Stimmung
“Só é perfeito o homem para quem o mundo é um país estrangeiro.”
Hugo de São Vitor (Teólogo Saxão, século XII)
O paisagismo é, entre muitas outras coisas, o efeito cultural de um conflito entre a necessidade histórica de modernização e a melancolia de uma separação que o fluxo nevrálgico dos boulevards e a burocracia produzira; um conflito, em que a caça, o desporto, os banhos termais, os piqueniques, os passeios pelo campo, o campismo, a naturalização do week-end, constituíam a dimensão mais mundana, mais física. O sujeito, burguês e proprietário (em fuga dos processos de dessacralização, da separação entre ego e totalidade que a revolução política e económica da sua classe inventara), redescobrira a sua animalidade nesses novos hábitos mas necessitava de uma redenção arcádica, de uma compensação estética e o paisagismo pareceu cumprir essa tarefa assumindo-se como a dissonância pictórica entre o pitoresco e o sublime, entre o conforto (e o deleite egoísta) e a tragédia (a sensação da forma natural como a perca de escala, a irrelevância do destino humano).
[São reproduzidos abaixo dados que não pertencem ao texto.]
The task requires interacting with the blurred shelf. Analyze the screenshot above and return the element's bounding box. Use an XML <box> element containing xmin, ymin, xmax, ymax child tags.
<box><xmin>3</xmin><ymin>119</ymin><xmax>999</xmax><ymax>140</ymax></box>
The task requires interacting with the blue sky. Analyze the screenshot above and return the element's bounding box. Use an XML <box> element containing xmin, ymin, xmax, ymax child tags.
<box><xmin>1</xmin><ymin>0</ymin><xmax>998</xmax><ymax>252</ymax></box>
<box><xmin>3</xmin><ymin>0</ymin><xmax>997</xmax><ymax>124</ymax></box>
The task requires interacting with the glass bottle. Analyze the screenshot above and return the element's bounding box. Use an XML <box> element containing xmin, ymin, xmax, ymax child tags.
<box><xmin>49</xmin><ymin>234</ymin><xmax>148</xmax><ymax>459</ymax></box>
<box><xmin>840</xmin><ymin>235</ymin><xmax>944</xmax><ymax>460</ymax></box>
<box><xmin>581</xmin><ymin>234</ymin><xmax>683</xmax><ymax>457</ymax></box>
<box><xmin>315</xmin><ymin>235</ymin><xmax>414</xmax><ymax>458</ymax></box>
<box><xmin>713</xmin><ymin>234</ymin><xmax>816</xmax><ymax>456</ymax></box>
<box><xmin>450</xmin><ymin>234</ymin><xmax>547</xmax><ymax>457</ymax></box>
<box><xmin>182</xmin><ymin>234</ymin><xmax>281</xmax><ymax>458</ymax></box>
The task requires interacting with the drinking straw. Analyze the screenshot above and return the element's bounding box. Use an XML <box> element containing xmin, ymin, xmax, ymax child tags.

O orgulho da sua obra, das suas realizações e o terror do seu fim e do silêncio indiferente da totalidade parecem alimentar a relação do bom burguês com a paisagem. Ali não há nada de seu, a sua identidade dissolve-se,obscurece-se, perde força posicional e contudo o burguês comove-se, encanta-se; ele quer morbidamente reproduzir a sensação óptica, holística dessa perca; quer substituir os riscos, o perigo, a imprevisibi- lidade do “estar lá”, na falésia junto a um mar tempestuoso, num glaciar alpino, num canyon labiríntico, no estio insalubre de um campo da Toscânia, pelo resguardo do ecrã pictórico. Esse perigo é congelado numa ficção: a paisagem. (…)
Tudo o que disse até agora deriva e é fortalecido pelas imagens que Pedro Vaz nos propõe e pelo modo como as mediatiza no espaço do CAPC; até porque a dimensão aqui não é pitoresca, descritiva, mas analítica, controlada, planeada, num repertório que aproxima o dualismo site/nonsite de Robert Smithson – a combinação de conhecimento abstracto e de experiência existencial do naturalismo de Corot mas também do de Courbet – a empiria do plein air e a coerência compositiva do atelier – neste caso as aventuras pedestres de Pedro Vaz e o seu trabalho na mesa de montagem . A organização da exposição (em estruturas que simulam superfícies da tradição pictórica, telas em madeira, mas que não são mais do que suportes de uma projecção) coloca-nos imediatamente perante o problema da recepção e dos seus automatismos: como o nosso olhar é parcial, incompleto, como somos invariavelmente objectos de um condicionamento em que a nossa subjectividade assimila o dado, (o documento de uma experiência alheia) mas é mantida afastada das diferentes sincronias da esfera do vivido (daquele vivido).
Pedro Pousada – Coimbra, Janeiro de 2014
Com Stimmung, Pedro Vaz retoma o conceito de natureza e paisagem desenvolvido por Georg Simmel (1858-1918) no seu texto seminal “Filosofia da paisagem”. Artista caminhante, tradição moderna de Richard Long ou Hamish Fulton, Pedro Vaz expõe oito projecções vídeo que registam, ou, melhor, que testemunham esse encontro pleno entre o artista e a natureza.
São trabalhos de execução muito lenta, como lento é o tempo que o artista reclama para a sua fruição. Também a montagem foi um processo longo, continuadamente discutido durante mais de um ano, e com uma montagem que se prolongou por 15 intensos dias, afinando cada detalhe, cada ângulo de ataque às obras, a precisa dimensão de cada projecção.
Este pequeno catálogo regista essa singularidade do seu trabalho, porque Pedro Vaz executa uma obra de arte precisamente porque a montanha, ou o rio, toda a natureza se encontra lá, em diálogo consigo, os dois sujeitos de uma acção, o artista mergulhado na natureza, em abismo, – numa série recente, Pedro Vaz literalmente mergulhou numa linha de água em direcção à nascente – como a fotografia que acompanha este texto tautologicamente ilustra.
No Círculo, alimentamos a ideia de continuidade na relação com os artistas. Os artistas crescem com a instituição e permitem que a instituição cresça com eles. É assim há 55 anos e assim continuará a ser. Por tudo isto, acreditamos que este é apenas o primeiro episódio de um encontro que será longo e frutífero e este catálogo serve para testemunhar esse primeiro encontro e tornar público o nosso agradecimento e admiração pelo Pedro Vaz, o seu trabalho, sendo que um não se distingue do outro.